WATCHPANELS, Part the Second


One compulsive reader’s observations ...

after gazing into Watchmen for the umpteenth time

 PART THE SECOND


CHAPTER 2:

            On page 3 of the original comic, the chapter title is on two lines, aligned left, with the credits on right.  Also, the title and credits are a little wider than the panel grid.
            In the bound versions, the chapter title is one line filling this whole space, and the title is within the width of the panels.  The credits are gone, too.

            On the same page, I don’t understand why the flag for Blake’s coffin was folded, but not in the ceremonial triangle.
You’d expect that this would take place, hein?  In case you wondered if the triangle is a military-only tradition, it’s not. The triangle fold is a sign of respect for the flag, not for the person being interred.  Of course, one might argue that the non-triangle shape means that Edward Blake was not involved in Adrian Veidt’s Pyramid Deliveries conspiracy!

             Sally Jupiter’s reminiscences of the Minutemen are illustrated with the taking of the group portrait in 1940.  Take a gander at the panel showing the photographer in his shroud.
            Call me weird, but that white shape reminds me of Hira Manish’s illustration of The Infamous Squid (this panel is on page 11 of Chapter Eight.)

            In that same 1940 flashback, we’re privy to Blake’s attempted rape of Sally.
            It’s only appropriate that Sally scratches Blake at the same place where in 1971, Blake’s Vietnamese dolly would slash him.

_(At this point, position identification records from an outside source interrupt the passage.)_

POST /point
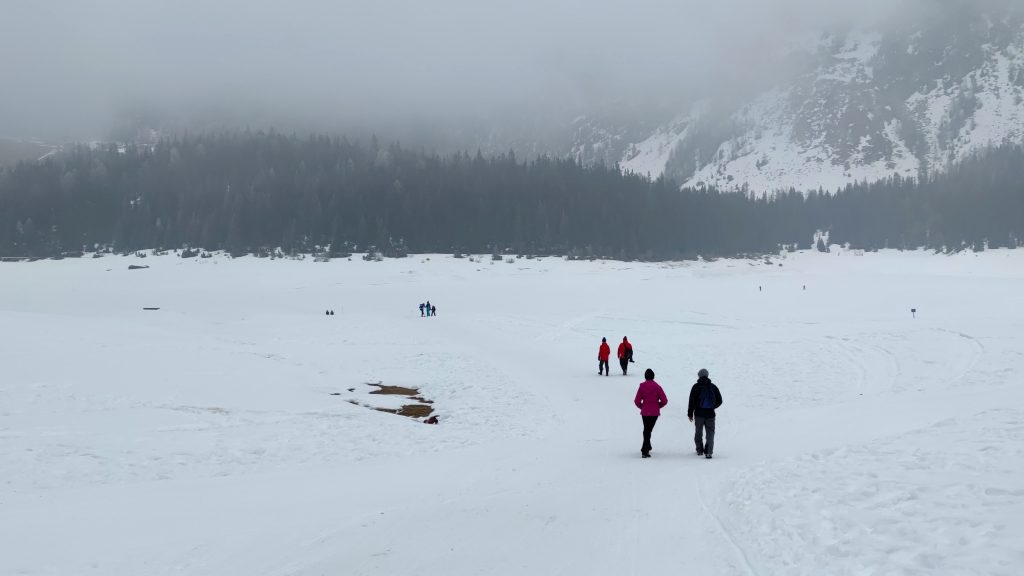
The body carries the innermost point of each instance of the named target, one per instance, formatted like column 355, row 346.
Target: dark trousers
column 701, row 424
column 648, row 426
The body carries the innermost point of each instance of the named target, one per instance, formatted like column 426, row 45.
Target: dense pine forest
column 257, row 193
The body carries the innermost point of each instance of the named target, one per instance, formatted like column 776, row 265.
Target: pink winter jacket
column 650, row 399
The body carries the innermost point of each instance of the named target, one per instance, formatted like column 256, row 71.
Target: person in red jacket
column 603, row 354
column 625, row 354
column 650, row 399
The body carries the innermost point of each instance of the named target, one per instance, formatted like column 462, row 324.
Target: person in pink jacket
column 650, row 399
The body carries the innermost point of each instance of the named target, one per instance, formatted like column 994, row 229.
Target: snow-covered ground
column 204, row 438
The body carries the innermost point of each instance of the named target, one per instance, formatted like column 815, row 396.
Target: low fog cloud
column 74, row 69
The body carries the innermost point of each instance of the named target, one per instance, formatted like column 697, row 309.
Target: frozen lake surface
column 231, row 432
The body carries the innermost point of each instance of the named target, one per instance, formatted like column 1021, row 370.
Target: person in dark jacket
column 705, row 398
column 625, row 354
column 650, row 399
column 603, row 354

             In the 1966 “organizational meeting” for the Crimebusters, Blake is reading the New York Gazette.
           It’s only curious because the masthead has the month and year, but no date. “April, 1966.”

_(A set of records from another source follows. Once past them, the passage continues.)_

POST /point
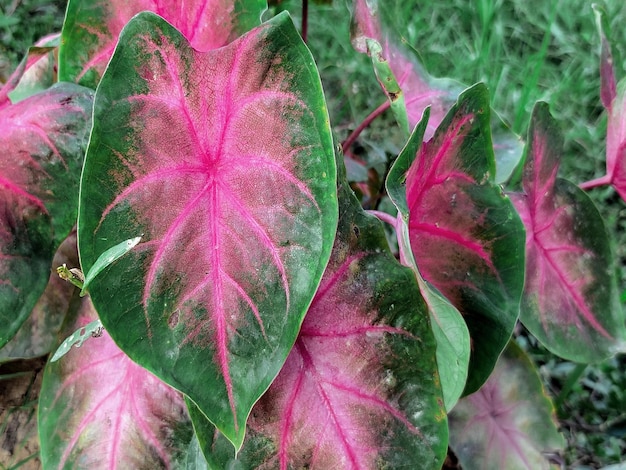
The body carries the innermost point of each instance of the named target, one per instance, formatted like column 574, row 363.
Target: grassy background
column 525, row 50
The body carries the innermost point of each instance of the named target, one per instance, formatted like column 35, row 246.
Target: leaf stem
column 602, row 181
column 390, row 219
column 345, row 145
column 305, row 19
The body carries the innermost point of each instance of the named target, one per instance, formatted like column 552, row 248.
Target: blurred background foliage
column 524, row 50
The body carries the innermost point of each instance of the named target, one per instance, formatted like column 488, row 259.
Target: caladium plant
column 253, row 315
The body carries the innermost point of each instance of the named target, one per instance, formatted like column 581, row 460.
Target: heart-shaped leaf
column 223, row 162
column 92, row 27
column 509, row 423
column 570, row 300
column 449, row 328
column 464, row 234
column 360, row 388
column 98, row 409
column 43, row 139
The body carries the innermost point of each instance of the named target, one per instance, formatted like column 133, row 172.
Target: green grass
column 22, row 23
column 524, row 50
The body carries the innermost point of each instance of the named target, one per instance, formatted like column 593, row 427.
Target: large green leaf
column 91, row 29
column 98, row 409
column 463, row 232
column 360, row 389
column 570, row 300
column 223, row 163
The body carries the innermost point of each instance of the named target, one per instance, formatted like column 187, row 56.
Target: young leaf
column 570, row 300
column 419, row 89
column 416, row 86
column 616, row 141
column 360, row 388
column 92, row 27
column 509, row 423
column 107, row 258
column 42, row 140
column 77, row 339
column 464, row 234
column 224, row 162
column 98, row 409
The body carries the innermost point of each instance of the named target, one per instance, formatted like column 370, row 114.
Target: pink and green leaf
column 413, row 84
column 464, row 233
column 570, row 300
column 510, row 422
column 223, row 162
column 43, row 139
column 92, row 28
column 616, row 141
column 360, row 389
column 417, row 88
column 98, row 409
column 448, row 325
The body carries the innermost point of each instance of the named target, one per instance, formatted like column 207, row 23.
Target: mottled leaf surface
column 92, row 27
column 360, row 388
column 43, row 139
column 509, row 423
column 464, row 233
column 449, row 328
column 223, row 162
column 570, row 300
column 98, row 409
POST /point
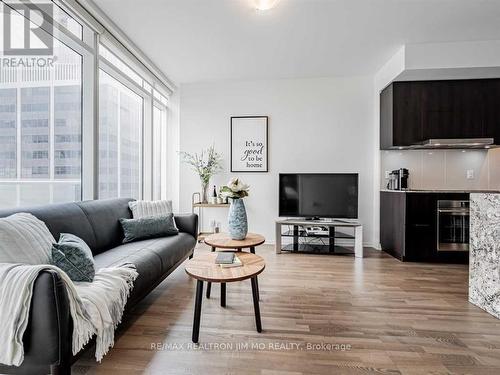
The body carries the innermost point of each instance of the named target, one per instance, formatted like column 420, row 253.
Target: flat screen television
column 318, row 195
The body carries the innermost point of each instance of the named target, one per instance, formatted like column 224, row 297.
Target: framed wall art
column 249, row 144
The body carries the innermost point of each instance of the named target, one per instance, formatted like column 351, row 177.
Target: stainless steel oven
column 453, row 225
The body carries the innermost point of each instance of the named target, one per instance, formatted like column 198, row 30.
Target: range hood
column 458, row 143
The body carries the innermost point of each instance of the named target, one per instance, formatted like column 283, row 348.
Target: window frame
column 96, row 31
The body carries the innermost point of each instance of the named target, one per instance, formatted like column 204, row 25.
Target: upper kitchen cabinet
column 491, row 100
column 414, row 112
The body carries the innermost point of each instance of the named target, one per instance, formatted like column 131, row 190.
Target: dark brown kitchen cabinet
column 412, row 112
column 491, row 100
column 408, row 226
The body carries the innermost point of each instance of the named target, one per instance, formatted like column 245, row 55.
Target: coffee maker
column 398, row 179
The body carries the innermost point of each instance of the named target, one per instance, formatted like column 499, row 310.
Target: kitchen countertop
column 484, row 264
column 439, row 191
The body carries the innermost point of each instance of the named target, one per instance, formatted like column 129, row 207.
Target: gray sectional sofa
column 47, row 341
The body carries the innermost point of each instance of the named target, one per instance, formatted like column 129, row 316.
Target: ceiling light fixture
column 265, row 4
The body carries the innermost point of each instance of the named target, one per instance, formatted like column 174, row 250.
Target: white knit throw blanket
column 96, row 308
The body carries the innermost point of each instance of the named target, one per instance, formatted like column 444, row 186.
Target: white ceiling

             On page 26, can it be coincidental that while Rorschach’s journal talks about “heads between teats,” Blake is hitting the wall with his head between the teats of the nekkid girl on the wall?

             On the last page of Chapter Two, the comic’s final panel has only the clock.
            It’s the bound versions which have Elvis Costello lyrics.


            On “page 8” of Under the Hood, written in 1962, Mason says the vigilantes are on “America’s West Coast.”  Wouldn’t the “EAST coast,” like New York, be much more accurate?  Mothman was in Connecticut, and the Comedian was cleaning up “the city’s” waterfronts, in NYC.


            On “page 10,” the last page of this chapter, the paperclipped note about forthcoming chapters does not appear in bound volumes.
           This is a scan of my Graphitti copy.